Establishment of research fundation of IRF7 on the treatment of obesity and metabolic syndrome

2018 Fiscal Year Final Research Report

• Project/Area Number: 16K09753
• Research Category: Grant-in-Aid for Scientific Research (C)
• Allocation Type: Multi-year Fund
• Section: 一般
• Research Field: Metabolomics
• Research Institution: The University of Tokushima
• Principal Investigator: SAKAUE Hiroshi 徳島大学, 大学院医歯薬学研究部(医学域), 教授 (60372645)
• Research Collaborator: KURODA masashi ; TSUTSUMI rie
• Project Period (FY): 2016-04-01 – 2019-03-31
• Keywords: 脂肪細胞 / 肥満 / メタボリックシンドローム / 転写因子

Outline of Final Research Achievements

Through the combination of DNA microarray and genomic data analysis to predict DNA binding motif, we have identified the transcription factor, Interferon Regulatory Factor 7 (IRF7) as a possible regulator of the genes related to adipocyte hypertrophy. To clarify the role of IRF7 in adipocytes, we found that enforced expression of IRF7 induced the transcription of Monocyte Chemoattractant Proteoin-1 (MCP-1), a key initial adipokine in chronic inflammation in obesity. CRISPR/Cas9 mediated-suppression of IRF7 leaded to significant reduction of MCP-1 mRNA. Luciferase assay and ChIP-PCR analysis shows that IRF7 transactivates MCP-1 gene.
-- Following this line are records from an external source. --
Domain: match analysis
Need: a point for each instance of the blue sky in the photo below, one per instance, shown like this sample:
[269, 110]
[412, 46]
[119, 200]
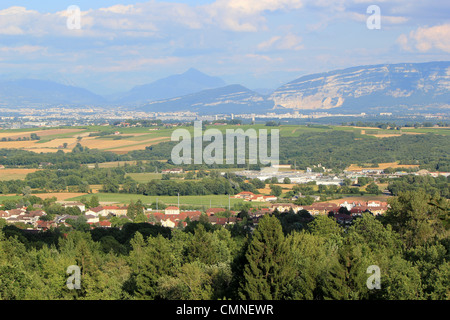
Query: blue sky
[257, 43]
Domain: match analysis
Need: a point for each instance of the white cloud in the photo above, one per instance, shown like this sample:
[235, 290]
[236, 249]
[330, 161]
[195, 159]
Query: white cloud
[288, 42]
[425, 39]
Taken together, our results suggest that IRF7 trans-activates MCP-1 mRNA in adipocyte, and might be involved in adipose tissue inflammation associated with obesity.

Free Research Field

代謝栄養学

Academic Significance and Societal Importance of the Research Achievements

肥満形成とその病態発症機構における転写因子IRF7の役割が解明できうるとできたと考えられ、IRF7を分子標的とした新しい肥満・メタボリックシンドローム治療への意義を確立しえた。さらにTLR9-IRF7パスウエイを阻害する小分子化合物や薬剤の探索への基礎的基盤が確立した。TLR9-IRF7パスウエイを活性化するリガンド（DNAなど）を探索し、肥満モデルマウスに対して、受容体阻害薬の効果を検討することで、肥満とそれに伴う生活習慣病の治療に新たなアイデアが提供できたことからも、その社会的意義は大きい。